申唯非常笃定地回绝了医生的建议:“医生,你检查错了,我可能只是熬夜多了而已,我自己没有过情绪很低落的时候,有也是一阵子而已。”

之前高中的时候,她偶尔会熬夜打游戏,也有胸闷不舒服的时候,只是这次比较严重而已,对的...只是因为她熬夜时间太长了,压力太大了。

急诊还有其他病人,医生劝诫了几句又去忙着管其他病人了。

陆时曦整个人愣在了原地。医生的话几乎搅碎了她的理智。

她后知后觉地想起,其实在两人还没有分手的时候,申唯就已经暴露出了一些无法掩饰的异样。

在临近分手的那段日子,申唯偶尔会毫无征兆地控制不住情绪,明明前一秒还在看电视,下一秒眼眶就红得厉害,她小心翼翼地开口,想询问她是不是哪里不舒服时,申唯总是下意识地回避她的视线,用长久的沉默和极其敷衍的借口拒绝和她沟通。

总是一个人坐在沙发上发呆,也不说话,不吃饭....如果她不喊申唯睡觉,她甚至可以在那里坐一个晚上。

陆时曦真切地体会过这种令人绝望的无力感,她习惯了在事业上杀伐果断、独自解决一切棘手的难题,可面对日渐消沉的爱人...她却生平第一次感到了恐慌。

她尝试过无数次去靠近、去沟通。每次的结果都是被推开,甚至是冷战...

“对不起...小唯,到底怎么了?是不是哪里不舒服,还是我忽略了你什么?你告诉我....”

无数个寂静的深夜里,她端着温热的水杯坐在申唯身边,放低所姿态小心翼翼地去牵申唯的手,捕捉着对方闪躲的视线。

申唯不会看她的眼睛,也不发脾气,只反反复复地说:“我没事,我只是想一个人待会儿。”

一堵看不见又坚不可摧的墙牢牢挡在她们面前。申唯就像是一座拉起吊桥的孤岛,画地为牢...将自己彻底封闭在了一片死寂之中,把她所有的关心、焦灼和爱意统统拒之门外。

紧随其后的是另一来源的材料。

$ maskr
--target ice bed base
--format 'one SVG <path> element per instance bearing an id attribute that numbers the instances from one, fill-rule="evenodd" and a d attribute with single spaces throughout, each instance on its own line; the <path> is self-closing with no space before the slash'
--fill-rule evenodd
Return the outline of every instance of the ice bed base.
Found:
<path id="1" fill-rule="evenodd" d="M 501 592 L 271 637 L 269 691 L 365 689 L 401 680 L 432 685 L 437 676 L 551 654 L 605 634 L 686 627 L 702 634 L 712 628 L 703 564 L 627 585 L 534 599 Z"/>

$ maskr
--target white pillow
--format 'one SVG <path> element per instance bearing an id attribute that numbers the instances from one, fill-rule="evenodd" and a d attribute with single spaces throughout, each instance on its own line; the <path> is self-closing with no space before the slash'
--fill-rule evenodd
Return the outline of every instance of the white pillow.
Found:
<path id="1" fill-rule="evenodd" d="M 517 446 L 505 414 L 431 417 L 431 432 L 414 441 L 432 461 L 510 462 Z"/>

陆时曦能清晰地听到她们爱情的桥梁正在发出不堪重负的断裂声,岌岌可危,摇摇欲坠。

分手以后,陆时曦焦虑得整夜整夜睡不着觉,她推掉工作去陪她,去买申唯最喜欢的礼物去哄她,她想或许自己做错了什么,想了一次又一次,分析了一遍又一遍,无论如何都找不出解决的办法。

当一个人彻底拒绝沟通时,所有的努力、所有的深情,连回音都听不到。陆时曦眼睁睁地看着申唯在沉默中日复一日地枯萎,看着她用冷暴力般的躯壳将两人彻底隔绝。

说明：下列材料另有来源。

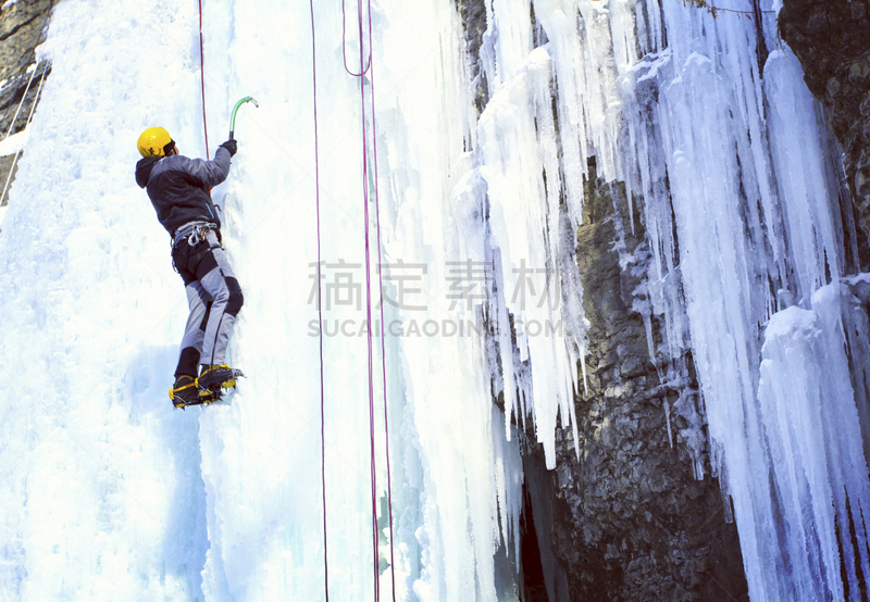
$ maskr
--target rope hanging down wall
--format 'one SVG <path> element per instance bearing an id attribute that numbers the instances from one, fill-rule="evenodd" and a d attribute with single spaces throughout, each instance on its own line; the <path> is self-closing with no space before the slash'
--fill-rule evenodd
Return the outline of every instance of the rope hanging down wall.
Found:
<path id="1" fill-rule="evenodd" d="M 318 45 L 314 35 L 314 0 L 309 0 L 311 9 L 311 73 L 314 87 L 314 208 L 318 216 L 318 324 L 323 324 L 323 305 L 321 300 L 321 235 L 320 235 L 320 136 L 318 133 Z M 330 601 L 330 560 L 326 539 L 326 415 L 324 402 L 323 378 L 323 328 L 319 328 L 320 343 L 320 459 L 321 492 L 323 502 L 323 590 L 326 602 Z"/>
<path id="2" fill-rule="evenodd" d="M 376 137 L 376 123 L 375 123 L 375 103 L 374 103 L 374 74 L 372 70 L 373 51 L 372 51 L 372 7 L 371 0 L 368 0 L 368 29 L 369 29 L 369 54 L 368 65 L 364 50 L 364 26 L 362 14 L 362 0 L 357 0 L 357 14 L 358 14 L 358 28 L 359 28 L 359 46 L 360 46 L 360 72 L 352 72 L 347 63 L 347 55 L 344 53 L 344 43 L 346 36 L 343 28 L 343 59 L 345 70 L 348 74 L 360 79 L 360 108 L 362 113 L 362 183 L 363 183 L 363 213 L 364 213 L 364 233 L 365 233 L 365 291 L 366 291 L 366 319 L 368 324 L 372 323 L 372 287 L 371 287 L 371 234 L 369 229 L 369 126 L 366 124 L 366 98 L 365 98 L 365 80 L 364 76 L 369 75 L 370 81 L 370 102 L 371 102 L 371 137 L 372 137 L 372 154 L 374 159 L 374 201 L 375 201 L 375 235 L 377 242 L 377 262 L 382 264 L 382 242 L 381 242 L 381 208 L 380 195 L 377 185 L 377 137 Z M 311 14 L 311 46 L 312 46 L 312 78 L 313 78 L 313 100 L 314 100 L 314 184 L 315 184 L 315 213 L 316 213 L 316 231 L 318 231 L 318 287 L 320 289 L 321 269 L 322 269 L 322 244 L 321 244 L 321 218 L 320 218 L 320 161 L 319 161 L 319 131 L 318 131 L 318 63 L 316 63 L 316 41 L 315 41 L 315 20 L 314 20 L 314 2 L 309 0 L 309 9 Z M 341 0 L 341 17 L 343 25 L 346 23 L 345 17 L 345 1 Z M 206 116 L 206 71 L 204 71 L 204 43 L 202 36 L 202 0 L 199 0 L 199 48 L 200 48 L 200 84 L 202 92 L 202 127 L 206 137 L 206 156 L 210 155 L 209 152 L 209 133 L 208 122 Z M 371 72 L 371 73 L 370 73 Z M 318 317 L 319 323 L 322 322 L 322 304 L 321 291 L 318 291 Z M 378 293 L 381 299 L 384 297 L 384 281 L 378 269 Z M 381 586 L 380 586 L 380 561 L 378 561 L 378 545 L 377 545 L 377 475 L 376 475 L 376 453 L 375 453 L 375 428 L 374 428 L 374 358 L 373 358 L 373 341 L 371 327 L 368 333 L 368 350 L 369 350 L 369 436 L 371 444 L 371 482 L 372 482 L 372 564 L 374 576 L 374 600 L 381 600 Z M 386 348 L 384 341 L 384 304 L 381 303 L 381 365 L 384 391 L 384 431 L 386 443 L 386 468 L 387 468 L 387 502 L 389 510 L 389 566 L 390 577 L 393 585 L 393 600 L 396 600 L 396 575 L 395 575 L 395 553 L 393 542 L 393 486 L 391 486 L 391 468 L 389 461 L 389 418 L 388 418 L 388 404 L 387 404 L 387 380 L 386 380 Z M 325 457 L 325 402 L 324 402 L 324 364 L 323 364 L 323 330 L 320 329 L 320 404 L 321 404 L 321 491 L 322 491 L 322 506 L 323 506 L 323 568 L 324 568 L 324 591 L 326 600 L 330 599 L 330 573 L 328 573 L 328 548 L 327 548 L 327 529 L 326 529 L 326 457 Z"/>

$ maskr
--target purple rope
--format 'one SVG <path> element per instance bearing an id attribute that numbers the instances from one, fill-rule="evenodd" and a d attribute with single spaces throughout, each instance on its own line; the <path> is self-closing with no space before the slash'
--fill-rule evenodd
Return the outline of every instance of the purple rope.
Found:
<path id="1" fill-rule="evenodd" d="M 344 2 L 344 0 L 343 0 Z M 357 13 L 359 16 L 360 30 L 360 74 L 368 71 L 364 67 L 365 58 L 363 49 L 362 33 L 362 2 L 357 0 Z M 371 48 L 371 42 L 370 42 Z M 369 63 L 371 66 L 371 62 Z M 352 74 L 351 74 L 352 75 Z M 357 77 L 361 77 L 358 75 Z M 369 346 L 369 438 L 370 438 L 370 466 L 372 481 L 372 565 L 374 569 L 374 600 L 381 600 L 381 582 L 378 580 L 378 554 L 377 554 L 377 462 L 375 456 L 374 437 L 374 358 L 372 352 L 372 275 L 371 275 L 371 247 L 369 244 L 369 136 L 365 128 L 365 84 L 360 79 L 360 104 L 362 106 L 362 198 L 363 214 L 365 221 L 365 317 L 369 324 L 366 342 Z"/>
<path id="2" fill-rule="evenodd" d="M 360 13 L 360 73 L 353 73 L 350 71 L 350 67 L 347 66 L 347 18 L 345 16 L 345 0 L 341 0 L 341 59 L 345 61 L 345 71 L 348 72 L 353 77 L 362 77 L 372 66 L 372 37 L 369 36 L 369 66 L 364 70 L 362 68 L 362 5 L 360 4 L 360 0 L 357 0 L 357 8 Z M 372 7 L 369 3 L 369 30 L 371 32 L 372 26 Z"/>
<path id="3" fill-rule="evenodd" d="M 374 111 L 374 68 L 372 68 L 372 47 L 374 38 L 372 37 L 372 0 L 369 0 L 369 67 L 372 74 L 369 76 L 369 85 L 371 86 L 372 99 L 372 149 L 374 151 L 374 213 L 375 224 L 377 226 L 377 281 L 380 285 L 381 293 L 381 368 L 384 375 L 384 435 L 386 439 L 386 454 L 387 454 L 387 507 L 389 509 L 389 573 L 393 582 L 393 601 L 396 601 L 396 562 L 393 552 L 393 475 L 389 464 L 389 409 L 387 406 L 387 362 L 386 362 L 386 343 L 384 336 L 384 277 L 381 272 L 383 265 L 381 243 L 381 202 L 377 191 L 377 124 L 375 123 Z M 371 324 L 370 324 L 371 326 Z"/>
<path id="4" fill-rule="evenodd" d="M 321 491 L 323 492 L 323 589 L 330 600 L 330 562 L 326 547 L 326 417 L 323 394 L 323 305 L 321 303 L 321 236 L 320 236 L 320 159 L 318 137 L 318 46 L 314 38 L 314 0 L 311 8 L 311 59 L 314 81 L 314 199 L 318 214 L 318 324 L 320 328 L 320 457 Z"/>

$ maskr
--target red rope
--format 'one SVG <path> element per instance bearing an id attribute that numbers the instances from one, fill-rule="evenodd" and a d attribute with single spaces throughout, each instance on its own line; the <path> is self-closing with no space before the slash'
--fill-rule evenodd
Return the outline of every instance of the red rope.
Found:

她只以为是申唯工作太累,或是两人之间的感情走到了倦怠期,她一点办法都没有,除了眼睁睁看着申唯在这段关系里逐渐窒息,她什么都做不了。最后,只能红着眼眶强忍心如刀割的痛楚,被迫同意了分手,放她自由。

....

“听医生的话,我陪你去看看,陆家有专门的医生,不会出现信息泄露的。”陆时曦小心翼翼地劝说,就算到了这种时候,她也会站在申唯的立场考虑问题。

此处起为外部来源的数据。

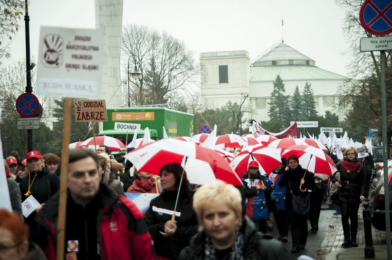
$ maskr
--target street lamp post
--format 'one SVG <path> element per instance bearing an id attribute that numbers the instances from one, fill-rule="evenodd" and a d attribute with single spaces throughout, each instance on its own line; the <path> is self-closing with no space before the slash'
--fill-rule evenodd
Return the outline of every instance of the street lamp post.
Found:
<path id="1" fill-rule="evenodd" d="M 128 107 L 131 107 L 131 102 L 130 100 L 130 59 L 132 56 L 130 56 L 128 58 L 128 70 L 127 74 L 127 77 L 128 78 Z"/>
<path id="2" fill-rule="evenodd" d="M 245 95 L 243 95 L 242 97 L 241 97 L 241 100 L 240 101 L 240 111 L 239 112 L 239 117 L 240 117 L 240 135 L 242 135 L 243 134 L 243 112 L 241 111 L 241 108 L 243 106 L 245 100 L 246 99 L 246 98 L 249 96 L 248 94 L 246 94 Z M 238 125 L 237 125 L 238 126 Z"/>

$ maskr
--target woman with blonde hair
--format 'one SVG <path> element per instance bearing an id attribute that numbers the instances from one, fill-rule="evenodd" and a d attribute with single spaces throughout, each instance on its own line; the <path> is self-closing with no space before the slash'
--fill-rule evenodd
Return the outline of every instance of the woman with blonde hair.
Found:
<path id="1" fill-rule="evenodd" d="M 193 208 L 201 231 L 180 260 L 290 258 L 283 244 L 258 233 L 253 222 L 243 217 L 241 194 L 234 186 L 220 180 L 202 186 L 193 197 Z"/>
<path id="2" fill-rule="evenodd" d="M 346 149 L 344 155 L 343 159 L 336 165 L 340 174 L 340 183 L 335 175 L 331 176 L 331 179 L 335 186 L 339 189 L 339 206 L 341 212 L 344 235 L 342 246 L 351 245 L 356 247 L 358 246 L 356 242 L 358 210 L 360 202 L 365 199 L 366 170 L 360 161 L 358 160 L 356 149 L 349 147 Z"/>

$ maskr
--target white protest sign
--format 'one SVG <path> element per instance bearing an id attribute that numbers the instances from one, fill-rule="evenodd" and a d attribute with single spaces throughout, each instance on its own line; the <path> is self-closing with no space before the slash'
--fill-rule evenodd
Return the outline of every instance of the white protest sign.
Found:
<path id="1" fill-rule="evenodd" d="M 37 93 L 99 97 L 103 36 L 100 29 L 41 26 Z"/>
<path id="2" fill-rule="evenodd" d="M 114 122 L 114 130 L 122 130 L 123 131 L 136 131 L 140 129 L 140 124 L 131 124 L 130 123 Z"/>

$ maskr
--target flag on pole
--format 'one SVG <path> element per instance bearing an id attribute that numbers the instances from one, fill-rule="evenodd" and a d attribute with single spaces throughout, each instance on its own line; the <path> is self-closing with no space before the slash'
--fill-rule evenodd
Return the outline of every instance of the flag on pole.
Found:
<path id="1" fill-rule="evenodd" d="M 1 110 L 0 109 L 0 118 L 1 118 Z M 1 135 L 0 133 L 0 158 L 3 156 L 3 144 L 1 143 Z M 8 184 L 7 182 L 7 177 L 5 176 L 5 167 L 4 166 L 4 160 L 0 160 L 0 208 L 6 208 L 12 211 L 10 200 L 10 192 L 8 190 Z"/>

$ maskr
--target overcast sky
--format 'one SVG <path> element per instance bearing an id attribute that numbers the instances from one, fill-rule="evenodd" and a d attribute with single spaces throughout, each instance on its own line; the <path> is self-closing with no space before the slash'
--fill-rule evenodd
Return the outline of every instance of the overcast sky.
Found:
<path id="1" fill-rule="evenodd" d="M 245 50 L 251 60 L 283 37 L 316 66 L 347 75 L 349 56 L 342 31 L 344 10 L 334 0 L 144 0 L 124 1 L 123 24 L 166 31 L 200 53 Z M 93 0 L 30 1 L 30 42 L 38 55 L 42 25 L 94 28 Z M 284 24 L 282 27 L 281 20 Z M 24 23 L 10 47 L 12 60 L 25 57 Z"/>

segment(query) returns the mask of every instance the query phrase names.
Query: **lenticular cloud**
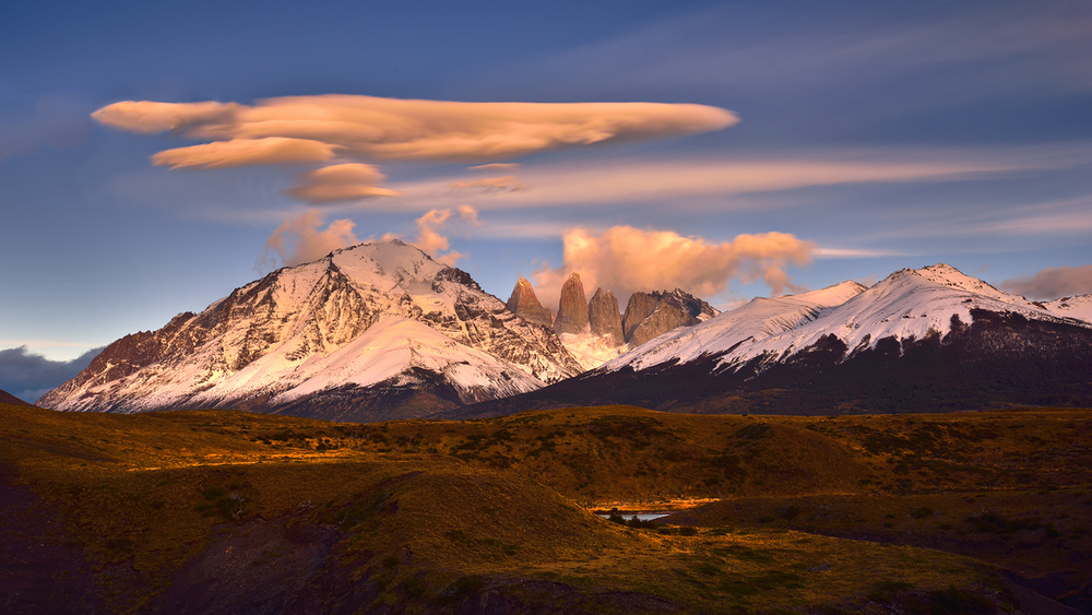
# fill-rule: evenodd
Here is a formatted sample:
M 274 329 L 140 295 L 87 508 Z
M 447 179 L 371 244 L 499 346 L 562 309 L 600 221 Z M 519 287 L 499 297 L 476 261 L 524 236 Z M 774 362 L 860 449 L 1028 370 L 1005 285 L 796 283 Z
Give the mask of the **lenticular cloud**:
M 212 141 L 212 150 L 230 142 L 245 151 L 240 143 L 247 141 L 286 139 L 323 143 L 341 156 L 406 161 L 488 161 L 610 140 L 708 132 L 737 121 L 731 111 L 704 105 L 460 103 L 333 94 L 266 98 L 254 105 L 122 100 L 92 117 L 119 130 Z M 207 151 L 168 150 L 157 155 L 156 164 L 206 166 Z

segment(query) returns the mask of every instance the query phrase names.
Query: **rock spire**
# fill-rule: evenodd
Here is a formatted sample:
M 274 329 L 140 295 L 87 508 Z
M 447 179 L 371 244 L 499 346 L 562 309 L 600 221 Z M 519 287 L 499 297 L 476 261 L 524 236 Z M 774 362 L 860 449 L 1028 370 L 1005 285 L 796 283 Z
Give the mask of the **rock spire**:
M 512 296 L 508 298 L 508 309 L 527 322 L 543 327 L 554 326 L 554 316 L 538 301 L 538 295 L 535 295 L 535 289 L 526 277 L 520 277 L 512 288 Z
M 557 306 L 554 331 L 557 333 L 583 333 L 590 328 L 587 321 L 587 297 L 580 274 L 572 275 L 561 286 L 561 300 Z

她知道申唯很在意自己的事业,所以特意强调了信息保密的事情。就算万一检查出什么问题了,也没有第四个人会知道,她依旧是功成名就的申律师,依旧是才华卓绝的交易员。

“我说了,我没事。就是没睡好而已,不用去看什么心理科。”申唯的声音有些冷,带着一丝本能的抗拒与烦躁。

听到这句熟悉的回避,陆时曦的身子微微僵了一下。她看着申唯那张极力伪装自己的脸,心里好不容易压下去的酸楚与无力感再次涌上来。

“小唯……”

这是分手后第一次这样喊申唯。陆时曦的肩膀垮了下来,她不会对申唯发火,更没有拿出半分姐姐的架子去质问,只是半蹲在病床前,微微红了眼眶。

她仰起头看着申唯,眼神破碎,声线哽咽轻声问:“我是不是……就那么不值得你信任?在你心里,我就那么不可靠吗?”

陆时曦的眼睫颤抖着,那双隔着镜片的眼睛里满是破碎的委屈:“我知道你不想让人知道,你放心,我绝对不会跟任何人说的。我只是想陪着你,想对你好而已……我害过你吗?为什么你宁愿自己一个人撑得那么痛苦,都不肯稍微依赖我一下?”

面对陆时曦那双像小狗般湿漉漉、满是受伤和痛楚的眼睛,申唯的心脏不受控制地紧缩了一下。但随之而来的,是一股无法控制的委屈。

她也很委屈啊,她明明就没病!为什么一个正常人,非要被迫承认自己是个精神病?为什么医生非要用这种认定她“病得不轻”的话来定义她,把她当成一个随时会碎掉的瓷娃娃?